Terlebih, aparat tengah memburu penggambar mural tersebut.

Budayawan Sujiwo Tejo tak menampik bila dalih penghapusan tersebut adalah persoalan lingkungan dan aturan.

Namun, Sujiwo Tejo menilai bahwa penghapusan mural tersebut semestinya juga tidak pilih-pilih.

Dalam hal ini, kritikan dan pujian terhadap pemerintah harus diperlakukan sama.

"Penertiban itu yang penting tidak terkesan tebang pilih," ujar Sujiwo Tejo dikutip TribunWow.com dari Apa Kabar Indonesia Pagi, Kamis (19/8/2021).

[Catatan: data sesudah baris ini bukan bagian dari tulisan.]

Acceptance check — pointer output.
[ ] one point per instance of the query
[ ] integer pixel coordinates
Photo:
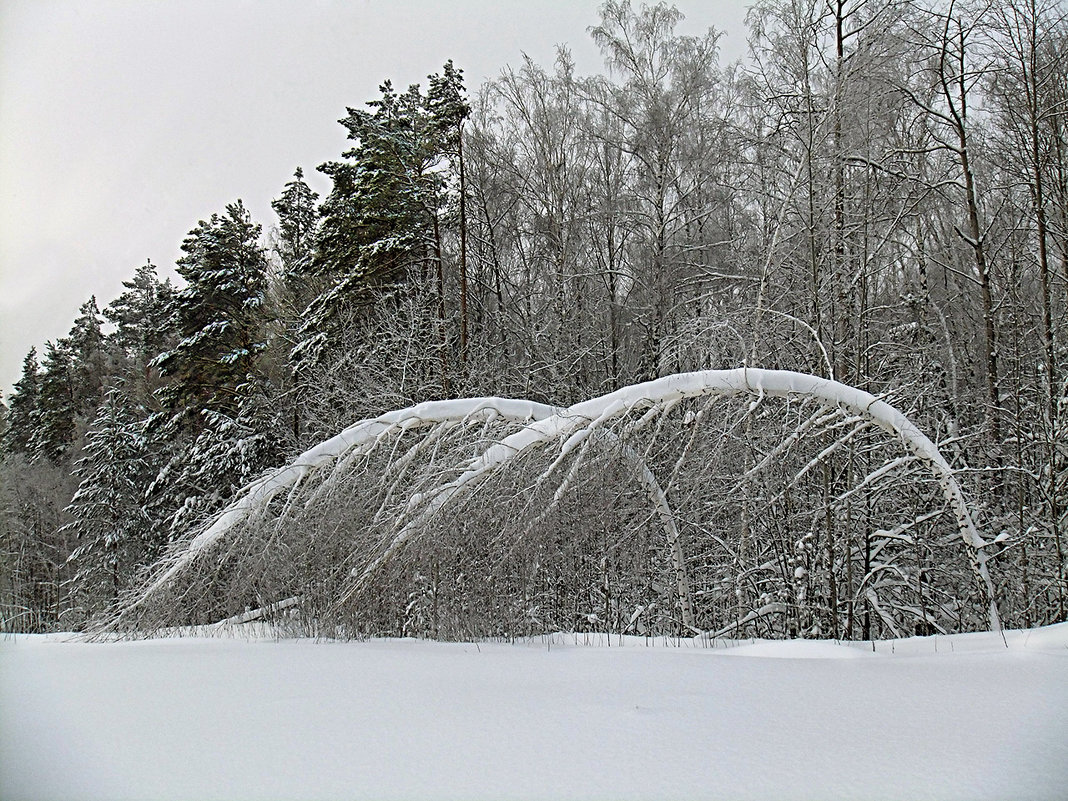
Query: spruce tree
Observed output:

Hal itu disampaikan Sujiwo Tejo kepada Staf Khusus Sekretariat Kabinet, Faldo Maldini.

Tejo menegaskan pemerintah tak perlu gusar akan adanya mural-mural tersebut.

Pihaknya menilai, kritik masyakarakat tersebut tetap harus diterima pemerintah.

Namun, Sujiwo Tejo juga akan menentang keras bila konteks kritikan tersebut adalah bagian dari upaya penggulingan pemerintahan Jokowi.

"Saya sampaikan ke Bung Faldo, sekeras apapun aku mengkritik Pak Jokowi, tolong dicatat, Sujiwo Tejo akan berdiri di baris depan jika ada usaha untuk menggulingkan Pak Jokowi," kata Sujiwo Tejo.

"Dia harus selesai sampai 2024. Kalau enggak, tambah kacau. Tapi kritik harus tetap ada. Supaya Pak Jokowi tambah baik," tegasnya.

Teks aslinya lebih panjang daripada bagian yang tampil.